We all know about the HISD bond referendum and its problems, but there will be another education-related bond proposition on the ballot this November, and it shouldn’t be confused with the HISD proposal. I’m referring to Proposition 2, one of the sixteen constitutional amendments you’ll be voting on. Prop 2 “Provides for issuing $500 million in general obligation bonds to finance student loans and authorizes bond enhancement agreements for general obligation bonds issued for that purpose”, and its originating legislation was SJR 57 by Williams and Zaffirini (bill history here), and it appears to have passed both chambers unanimously. Here’s a FAQ on Prop 2 put together and sent to me by the Texas Higher Education Coordinating Board:

What is Proposition 2?

Prop. 2 is a constitutional amendment allowing the Texas Higher Education Coordinating Board to issue bonds for providing low-interest, low-fee student loans that will enable more Texas students to attend college.

Will these bonds affect my property taxes?

No. The Prop. 2 bonds used to finance low-interest student loans will be repaid by the students who borrow the money. Prop 2. will have no impact on property taxes, sales taxes or other taxes collected by the state.

Why is a vote needed to approve financing for state education loans?

In 1965, the Coordinating Board was charged with administering the Hinson-Hazlewood Student Loan Program, which provides low-interest student loans for college. This made Texas one of the first states to enter the student loan business, even before the federal government became involved with many of the popular financial aid programs available today. Rather than fund the program with taxes, the Legislature authorized the Coordinating Board to use funds generated from general obligation bonds. The Texas Constitution requires that general obligation bonds be approved by voters. Since 1965, Texas voters have approved the use of bonds for low-interest student loans six times.

How do the loans offered by the Coordinating Board differ from those offered by private lenders?

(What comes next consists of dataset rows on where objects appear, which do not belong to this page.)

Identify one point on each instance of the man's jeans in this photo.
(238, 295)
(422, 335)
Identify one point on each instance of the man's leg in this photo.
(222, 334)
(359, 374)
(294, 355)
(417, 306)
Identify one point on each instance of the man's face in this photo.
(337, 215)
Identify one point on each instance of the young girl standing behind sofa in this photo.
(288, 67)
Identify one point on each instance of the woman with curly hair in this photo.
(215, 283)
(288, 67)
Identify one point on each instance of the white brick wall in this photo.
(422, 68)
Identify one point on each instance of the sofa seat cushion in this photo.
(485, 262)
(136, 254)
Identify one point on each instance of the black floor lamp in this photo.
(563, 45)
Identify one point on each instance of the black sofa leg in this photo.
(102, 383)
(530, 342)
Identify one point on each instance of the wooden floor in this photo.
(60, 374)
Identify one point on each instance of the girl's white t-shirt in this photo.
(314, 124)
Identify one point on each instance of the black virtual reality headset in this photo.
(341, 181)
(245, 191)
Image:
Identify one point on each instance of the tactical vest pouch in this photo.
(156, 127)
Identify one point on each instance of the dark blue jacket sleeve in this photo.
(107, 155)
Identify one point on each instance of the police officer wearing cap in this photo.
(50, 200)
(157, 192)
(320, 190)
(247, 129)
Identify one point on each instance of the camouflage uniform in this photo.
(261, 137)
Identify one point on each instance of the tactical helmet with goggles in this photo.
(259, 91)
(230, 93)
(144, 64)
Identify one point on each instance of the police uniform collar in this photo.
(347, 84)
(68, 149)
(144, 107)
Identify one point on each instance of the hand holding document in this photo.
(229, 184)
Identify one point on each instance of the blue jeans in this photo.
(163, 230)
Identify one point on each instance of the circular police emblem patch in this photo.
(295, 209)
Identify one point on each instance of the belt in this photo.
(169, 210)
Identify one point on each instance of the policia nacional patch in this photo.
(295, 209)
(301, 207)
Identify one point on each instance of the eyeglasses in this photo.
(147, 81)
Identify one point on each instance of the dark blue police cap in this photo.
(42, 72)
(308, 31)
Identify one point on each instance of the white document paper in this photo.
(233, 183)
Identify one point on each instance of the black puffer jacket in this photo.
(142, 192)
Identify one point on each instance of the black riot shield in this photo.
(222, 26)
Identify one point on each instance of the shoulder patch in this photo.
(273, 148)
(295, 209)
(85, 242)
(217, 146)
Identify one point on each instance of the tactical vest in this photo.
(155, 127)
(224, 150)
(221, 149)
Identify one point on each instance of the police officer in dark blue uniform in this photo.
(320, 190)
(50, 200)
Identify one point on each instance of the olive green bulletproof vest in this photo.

Because the Coordinating Board is a non-profit entity and the loans are backed by the financial strength of the Texas economy, the Coordinating Board is able to offer competitive and affordable loan terms. Highlights of college loans funded with Prop. 2 bonds include:

  • A low, 6% fixed-rate of interest over the life of the loan (As of Sept. 15, 2007);
  • Six month grace period before repayment begins, with income-sensitive and graduated repayment schedules available;
  • Interest is never capitalized;
  • Loan service provided by the Coordinating Board which is under the direct oversight of the Texas Legislature and the citizens of Texas; and
  • Loans are never sold to another lender

There’s more in the file. Seems pretty worthwhile to me, but check out College for Texans if you need to know more. I see no reason not to vote for this, so whatever you think of the HISD proposal, please don’t get the two confused.

Related Posts:

  • No Related Posts

One Comment

  1. Connie says:

    wow, thanks so much for explaining this. It was very insightful.

    by the way, when can we vote on this and where?